Goldman’s new book, Which Lie Did I Tell?, is subtitled “More Adventures in the Screen Trade.” Part polemic, part tutorial, it begins with his exile as a leper and recounts his experiences working as a writer and script doctor over the past fifteen years. Some of the films from those years have been good (Misery, The Princess Bride) and some not so good (Chaplin, Maverick). Colouring every page is an embarassed wonder missing from the earlier book, an awestruck sense of the immensity, financial and cultural, of the industry in which he works, and the equally immense stupidity and lack of vision that rules it.

When talking about films that were close, in which he passionately tried to aim for greatness - The Ghost and the Darkness in particular, a 1996 flop with Michael Douglas and Val Kilmer - there’s a palpable sense of the tragic bargain that rules the screenwriter’s life: If it’s good, you’ll never get the credit, but if it’s bad you may never work again, even if you had nothing to do with the film’s failure. And somewhere between the script and the movie screen is a cruel, ugly, deceit-filled world owned by often-venal stars, agents, and executives, and most of the compromises you’re forced to make do no favors to the picture.

“Listen - we all get lied to in the movie business, and I’m always stunned when people lie to me. In our lives, you in Toronto and me in New York, we can safely assume that the people around us, our friends and family, aren’t lying to us all the time. That’s not the case with Hollywood.”

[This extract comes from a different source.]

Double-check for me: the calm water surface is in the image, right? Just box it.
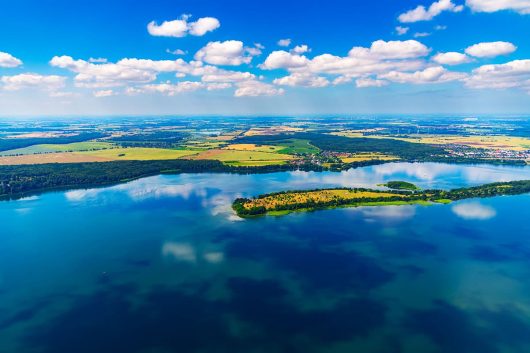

“I think they (stars) have more power now than they ever have because the studios have given their lives to the stars. The money involved is so immense, but listen - the stars don’t last. Nine years ago the biggest stars in the world were Arnold Schwarzenegger and Kevin Costner. Do you think they said to themselves ‘I don’t want to be such a big star, I just want to be a regular star’? NO!”

Goldman doesn’t confine his despair to the movies. “Everyone wants to be in the movies, and no one wants to do theatre or the novel. I saw my first movie in 1937 and movies weren’t such a big deal. Kids today know so much more about movies at such an early age. This gets into my rant about movies being the center of our culture - which I HATE!”

“We don’t know why, but throughout history, talent has tended to cluster - look at the people clustered around Shakespeare, all the French Impressionists. At the end of the last century, there were more great novelists in Russia alone than there are alive today! I just think that now isn’t a high point for choreography, for painting, for the theatre, the novel, or the movies."